Cesare : Oui, bon, après ça devient une autre discussion, on va s'éloigner de la question initiale. La chose est très simple à expliquer : plus tu as de données à exploiter, plus tu as des possibilités d'erreurs, c'est purement statistique. J'ai travaillé 8 ans dans le big data et j'ai vécu toutes ces erreurs que personne n'imaginait vraiment au départ. Il y en avait tellement que les algorithmes faisaient tout simplement de la fausse prédiction. Lorsque tu as un algorithme qui fait de la fausse prédiction et qui se base sur la data mondialisée qui elle aussi est fausse, il en résulte un chaos total. Et ce chaos est réel dans la finance, parce que c'est dans ce secteur que j'ai travaillé. L'objectif de tout ça à la base, c'est pour qu'une société puisse prendre des décisions plus rapidement qu'un humain et de la prendre avant ses concurrents, et donc de fait diminuer au final le nombre de ses employés. Chaque concurrent va aussi établir des algorithmes de son côté avec l'aide de mathématiciens et de machines différents, et ceux-là vont s'entrechoquer, sauf que tout est faux, et pourtant l'algorithme financier était le truc hype des systèmes bancaires. C'était la Bérézina totale.
Franz : Et le tangram, c'est un jeu chinois antique composé de 7 pièces qui forment un carré et tu formes des figures avec. C'est un outil créatif mais en même temps un vrai casse-tête car tu dois les remettre dans leur forme initiale en carré après. Il y a 7 titres, donc il y a un clin d'œil à ce jeu surtout par rapport à la discussion qu'on a eue sur l'ordre cohérent des morceaux dans la setlist. Au final, ces trois mots assemblés, "data", "mirage" et "tangram", c'est pour dire que tout ça n'est qu'un jeu au bout du compte, c'est un peu l'idée qui s'en dégage.

Dernière question : c'est complet ce soir, n'avez-vous pas ce regret de ne pas avoir pu jouer dans une plus grande salle ? En parallèle, n'avez-vous pas également ce regret de ne pas avoir pu sortir l'album plus tôt ?

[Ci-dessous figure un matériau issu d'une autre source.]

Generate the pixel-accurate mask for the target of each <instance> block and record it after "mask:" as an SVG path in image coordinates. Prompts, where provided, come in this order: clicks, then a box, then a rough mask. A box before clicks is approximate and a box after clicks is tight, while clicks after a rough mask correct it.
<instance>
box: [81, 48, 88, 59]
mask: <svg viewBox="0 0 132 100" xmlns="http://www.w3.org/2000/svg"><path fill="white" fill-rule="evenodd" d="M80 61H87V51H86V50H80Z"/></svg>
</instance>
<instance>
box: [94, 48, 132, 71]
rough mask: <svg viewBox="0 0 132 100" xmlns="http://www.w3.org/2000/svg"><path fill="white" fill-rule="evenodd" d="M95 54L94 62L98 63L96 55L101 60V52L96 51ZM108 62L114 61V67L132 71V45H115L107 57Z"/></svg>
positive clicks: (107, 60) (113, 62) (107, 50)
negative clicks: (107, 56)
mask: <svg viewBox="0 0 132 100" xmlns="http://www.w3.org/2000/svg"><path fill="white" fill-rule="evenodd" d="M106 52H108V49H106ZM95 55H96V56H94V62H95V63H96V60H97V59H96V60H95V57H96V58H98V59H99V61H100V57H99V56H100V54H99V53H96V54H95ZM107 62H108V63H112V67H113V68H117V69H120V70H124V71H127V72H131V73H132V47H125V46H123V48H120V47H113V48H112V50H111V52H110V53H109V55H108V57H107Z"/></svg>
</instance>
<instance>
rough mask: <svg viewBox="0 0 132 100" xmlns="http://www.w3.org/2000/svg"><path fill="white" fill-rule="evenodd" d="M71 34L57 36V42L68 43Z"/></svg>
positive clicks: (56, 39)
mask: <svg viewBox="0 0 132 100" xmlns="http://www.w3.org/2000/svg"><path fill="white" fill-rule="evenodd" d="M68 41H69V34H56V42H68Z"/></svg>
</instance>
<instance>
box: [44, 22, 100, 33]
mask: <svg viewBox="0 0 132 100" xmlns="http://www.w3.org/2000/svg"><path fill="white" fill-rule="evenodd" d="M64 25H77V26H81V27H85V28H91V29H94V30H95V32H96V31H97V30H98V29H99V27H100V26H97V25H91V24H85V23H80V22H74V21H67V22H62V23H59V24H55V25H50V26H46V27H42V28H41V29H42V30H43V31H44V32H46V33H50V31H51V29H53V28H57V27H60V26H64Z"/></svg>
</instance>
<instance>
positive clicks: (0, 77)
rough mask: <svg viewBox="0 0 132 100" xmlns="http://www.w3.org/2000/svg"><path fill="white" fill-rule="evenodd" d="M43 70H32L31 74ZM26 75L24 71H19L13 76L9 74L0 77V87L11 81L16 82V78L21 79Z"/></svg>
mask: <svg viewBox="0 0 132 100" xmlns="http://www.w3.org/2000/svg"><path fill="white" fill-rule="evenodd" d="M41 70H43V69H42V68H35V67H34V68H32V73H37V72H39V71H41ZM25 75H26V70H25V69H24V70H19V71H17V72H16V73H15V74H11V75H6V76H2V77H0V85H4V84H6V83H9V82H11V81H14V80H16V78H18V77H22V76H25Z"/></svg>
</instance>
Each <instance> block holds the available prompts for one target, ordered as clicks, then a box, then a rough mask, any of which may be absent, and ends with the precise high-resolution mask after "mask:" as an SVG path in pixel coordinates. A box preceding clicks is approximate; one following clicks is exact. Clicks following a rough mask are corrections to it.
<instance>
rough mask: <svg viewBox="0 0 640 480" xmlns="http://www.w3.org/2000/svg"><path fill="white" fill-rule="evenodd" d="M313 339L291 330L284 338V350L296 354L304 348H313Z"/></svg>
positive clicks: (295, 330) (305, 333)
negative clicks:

Franz : Écoute, je sais plus que tout que c'est frustrant pour les personnes qui n'ont pas pu avoir de billets pour ce soir. Les organisateurs de cette date ne savaient pas au moment de la préparer comment l'album allait être pris, ils n'ont donc pas pris de risques. On préfère jouer devant une Maroquinerie pleine qu'un Trabendo à moitié rempli, mais la bonne nouvelle c'est qu'on va jouer le 24 novembre à la Machine du Moulin Rouge qui est une plus grande salle. On espère pouvoir la remplir. Après, sur ta question du regret de ne pas avoir sorti d'album plus tôt, tu ne peux pas en faire si rien ne se passe, il nous a fallu du temps pour avoir cette cohésion qui a abouti à une sortie dans laquelle justement on la ressent. Il est vrai qu'on aurait pu trouver le remplaçant d'Alain plus rapidement, ça aurait donné autre chose, mais on attendait le bon moment pour trouver une bonne relation musicale. Faut quand même pas oublier qu'un groupe, c'est avant tout une bonne bande de potes qui jouent ensemble pour se faire plaisir. Le délire de prendre un bon musicien professionnel pour boucher un trou, on le sentait pas du tout. Au final, ce fut un sacré joyeux hasard que Cesare nous rejoigne pour faire la tournée des deux premiers albums, honorer nos années 80, c'était presque une commande, pas de notre part mais d'une autre personne. Cesare a par la suite décidé de poursuivre avec nous, donc on continue sur cette belle lancée.